Southwest Airlines added nine domestic routes within the Lower 48 states, all starting on either August 5 or 10. Four of these routes have previously been served by Southwest, including San Francisco-Austin. Among the additions are five of Southwest’s shortest mainland routes: Sarasota-Orlando; Fort Myers-Orlando; West Palm Beach-Orlando; Louisville-Nashville; and Indianapolis-Chicago Midway. Most of these operate twice daily to support connecting flights. The Fort Myers-Orlando route marks Southwest's third attempt at this connection, following previous periods of service between October 2005-November 2012 and November 2020-January 2024.
Qatar Airways resumed flights to Aleppo on August 10 after a suspension of nearly thirteen and a half years due to Syria’s civil war. The Doha-Aleppo route is being served three times weekly in August with both A330-200 and A330-300 aircraft, increasing to four times weekly in September with exclusive use of the A330-300 during winter months. This follows Turkish Airlines’ return to Aleppo the previous week. Qatar Airways now serves thirty Middle Eastern cities across ten countries in the region, with Damascus also receiving resumed service since January.
Kuujjuaq in northern Canada saw two notable air service changes within three days. Air Inuit began nonstop Montreal-Kuujjuaq flights on August 6 using primarily Boeing 737-300 or -200 aircraft, replacing a previous stopover in Québec City. Later this year, the airline plans to introduce the Boeing 737-800 Combi on this route. On August 9, Canadian North launched a weekly Ottawa-Kuujjuaq service as part of an Ottawa-Kuujjuaq-Iqaluit link using a Boeing 737-400, replacing its former Montreal-Kuujjuaq-Iqaluit routing after Air Inuit’s nonstop launch.

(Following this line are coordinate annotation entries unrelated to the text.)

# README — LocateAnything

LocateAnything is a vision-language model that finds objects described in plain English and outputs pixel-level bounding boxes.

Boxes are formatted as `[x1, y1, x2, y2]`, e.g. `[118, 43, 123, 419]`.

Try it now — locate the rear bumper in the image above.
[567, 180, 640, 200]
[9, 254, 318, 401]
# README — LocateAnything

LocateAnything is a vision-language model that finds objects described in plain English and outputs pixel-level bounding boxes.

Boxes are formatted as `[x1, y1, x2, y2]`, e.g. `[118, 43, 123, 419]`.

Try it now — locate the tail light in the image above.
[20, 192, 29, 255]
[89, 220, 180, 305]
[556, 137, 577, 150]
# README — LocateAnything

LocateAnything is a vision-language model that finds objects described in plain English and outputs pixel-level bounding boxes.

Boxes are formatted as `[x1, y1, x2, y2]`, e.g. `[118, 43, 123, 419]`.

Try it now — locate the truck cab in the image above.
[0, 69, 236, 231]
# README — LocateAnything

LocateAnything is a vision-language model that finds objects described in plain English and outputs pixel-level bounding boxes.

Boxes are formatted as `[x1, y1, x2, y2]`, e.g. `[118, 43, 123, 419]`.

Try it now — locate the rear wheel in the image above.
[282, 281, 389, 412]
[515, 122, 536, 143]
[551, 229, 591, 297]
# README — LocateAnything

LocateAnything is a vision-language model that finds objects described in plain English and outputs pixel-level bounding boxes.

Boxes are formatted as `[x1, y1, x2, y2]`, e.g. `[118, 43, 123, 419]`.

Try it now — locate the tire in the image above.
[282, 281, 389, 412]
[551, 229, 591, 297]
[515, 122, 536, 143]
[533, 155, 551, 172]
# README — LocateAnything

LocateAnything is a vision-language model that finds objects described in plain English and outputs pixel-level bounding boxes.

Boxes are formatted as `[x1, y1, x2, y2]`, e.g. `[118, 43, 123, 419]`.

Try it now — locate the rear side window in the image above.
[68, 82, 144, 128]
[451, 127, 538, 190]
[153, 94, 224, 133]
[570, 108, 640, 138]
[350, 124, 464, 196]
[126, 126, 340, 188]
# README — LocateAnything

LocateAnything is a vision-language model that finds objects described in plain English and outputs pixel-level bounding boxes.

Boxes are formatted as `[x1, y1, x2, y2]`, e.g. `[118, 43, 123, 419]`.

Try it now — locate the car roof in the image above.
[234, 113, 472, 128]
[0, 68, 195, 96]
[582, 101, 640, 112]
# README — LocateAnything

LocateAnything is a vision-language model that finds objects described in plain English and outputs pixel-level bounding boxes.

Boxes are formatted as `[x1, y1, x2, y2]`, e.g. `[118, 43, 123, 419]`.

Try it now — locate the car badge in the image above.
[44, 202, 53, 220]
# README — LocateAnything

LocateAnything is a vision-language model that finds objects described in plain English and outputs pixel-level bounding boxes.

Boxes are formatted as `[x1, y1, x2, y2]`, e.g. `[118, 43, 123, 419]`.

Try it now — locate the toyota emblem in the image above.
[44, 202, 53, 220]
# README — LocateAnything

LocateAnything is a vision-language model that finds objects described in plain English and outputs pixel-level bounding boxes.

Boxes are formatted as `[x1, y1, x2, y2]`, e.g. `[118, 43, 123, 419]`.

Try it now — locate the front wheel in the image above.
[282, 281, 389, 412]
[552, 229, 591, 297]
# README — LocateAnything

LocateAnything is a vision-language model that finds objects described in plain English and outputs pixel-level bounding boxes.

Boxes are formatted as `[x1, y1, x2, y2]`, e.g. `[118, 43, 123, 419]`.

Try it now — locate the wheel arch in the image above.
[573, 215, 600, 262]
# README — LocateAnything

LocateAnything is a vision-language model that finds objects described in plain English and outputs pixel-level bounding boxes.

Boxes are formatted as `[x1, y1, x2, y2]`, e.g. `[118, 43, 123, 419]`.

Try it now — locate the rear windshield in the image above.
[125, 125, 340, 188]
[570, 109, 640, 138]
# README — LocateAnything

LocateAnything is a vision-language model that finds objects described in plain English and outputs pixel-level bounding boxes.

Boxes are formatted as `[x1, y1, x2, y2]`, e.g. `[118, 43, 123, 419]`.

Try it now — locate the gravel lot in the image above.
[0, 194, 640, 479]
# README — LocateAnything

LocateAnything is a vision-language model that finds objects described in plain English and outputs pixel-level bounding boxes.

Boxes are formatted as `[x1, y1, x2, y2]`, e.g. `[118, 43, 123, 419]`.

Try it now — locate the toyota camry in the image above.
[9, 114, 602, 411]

ASKY Airlines has expanded its network with new service to Nouakchott via Conakry three times weekly using Boeing 737-800s. The Mauritanian capital is now ASKY’s most northerly destination, connecting through Lomé hub operations that rely on overnighting aircraft at outstations rather than adding more waves of flights—an approach chosen for cost reasons.
Wizz Air marked carrying its three millionth passenger at Sibiu Airport in central Romania last week while also welcoming its second based aircraft there. Since joining Wizz Air’s network in 2014, Sibiu has seen twenty different routes operated by the carrier; eleven remain active as of August 2025: Basel, Dortmund, Hamburg, Hahn, Karlsruhe, Luton, Madrid, Memmingen, Nuremberg, Rome Fiumicino, and Vienna. Wizz Air holds about sixty percent share of Sibiu’s activity with forty-two weekly departures.